MELBOURNE (Reuters) - Australia’s cricket board will “seriously consider” playing four-day tests, joining a global push to condense the game’s longest format.
Cricket Australia chief executive Kevin Roberts said the governing body was crunching the numbers on match durations and would look to make a decision in the “medium term”.
“I think it is something we’ve got to seriously consider.

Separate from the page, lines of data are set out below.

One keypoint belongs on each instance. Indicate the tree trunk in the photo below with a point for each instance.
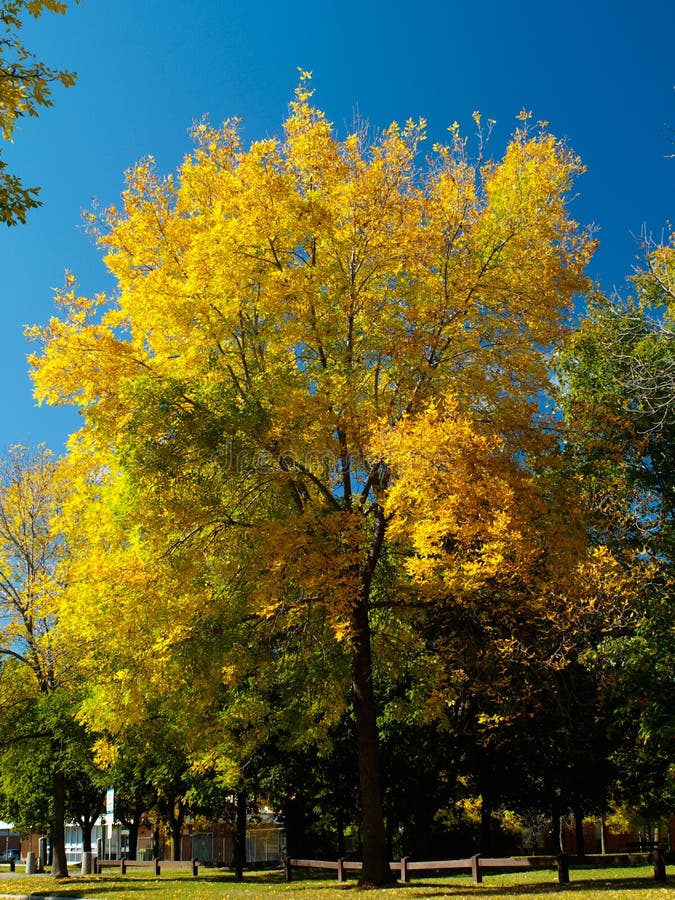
(87, 828)
(603, 834)
(556, 817)
(132, 826)
(376, 869)
(485, 841)
(58, 826)
(177, 832)
(240, 837)
(579, 831)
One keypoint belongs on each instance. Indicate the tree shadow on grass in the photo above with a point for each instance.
(596, 887)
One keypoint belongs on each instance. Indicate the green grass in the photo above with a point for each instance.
(600, 884)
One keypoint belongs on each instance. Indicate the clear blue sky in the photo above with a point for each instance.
(601, 73)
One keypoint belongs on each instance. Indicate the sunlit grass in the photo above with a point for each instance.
(635, 883)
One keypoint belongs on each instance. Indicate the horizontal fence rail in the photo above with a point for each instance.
(157, 864)
(478, 864)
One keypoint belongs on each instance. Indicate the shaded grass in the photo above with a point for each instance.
(599, 884)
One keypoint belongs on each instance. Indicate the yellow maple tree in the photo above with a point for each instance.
(321, 349)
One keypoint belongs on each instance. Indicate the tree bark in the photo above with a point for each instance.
(58, 825)
(485, 843)
(579, 831)
(132, 826)
(177, 831)
(240, 837)
(376, 869)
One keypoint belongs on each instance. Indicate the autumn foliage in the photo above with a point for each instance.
(322, 389)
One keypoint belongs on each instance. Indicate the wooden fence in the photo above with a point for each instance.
(477, 864)
(158, 864)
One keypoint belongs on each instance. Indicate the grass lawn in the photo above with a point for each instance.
(605, 884)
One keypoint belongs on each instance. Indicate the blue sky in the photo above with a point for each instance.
(601, 73)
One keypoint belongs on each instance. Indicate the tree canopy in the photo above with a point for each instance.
(321, 399)
(25, 88)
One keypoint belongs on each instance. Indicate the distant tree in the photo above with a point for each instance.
(25, 87)
(326, 375)
(620, 375)
(36, 709)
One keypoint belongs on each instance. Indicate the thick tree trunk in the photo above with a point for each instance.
(58, 826)
(240, 837)
(376, 869)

It is something that can’t be driven by emotion, it has got to be driven by fact,” Roberts told Australian radio station SEN on Saturday.
“We’re really looking forward to digging into the facts of that.
“(It’s) something we’ve got to look at very, very carefully and perhaps it’s more likely than not in the mid-term future.”
Tests have been played over five days through most of their 140-year history but four-day matches were given the green light by the International Cricket Council (ICC) in 2017.
South Africa played the first four-day test since 1973 when they hosted Zimbabwe at Port Elizabeth in December 2017.
England, whose board has endorsed the reduced format, played a four-day test against Ireland in July.
Tests are widely regarded as the pinnacle of the game but have faced competition for crowds and interest amid the rise of Twenty20, cricket’s shortest popular format, over the past 15 years.
Roberts said Australia would look for consensus on four-day tests from the other main countries that play the game.
“What we absolutely are committed to doing is working with the ICC and all of the ICC members to get a healthy balance between all those dimensions,” he said.
“No-one is saying it’s easy, what we are saying is it’s really important to look at it holisticaly.”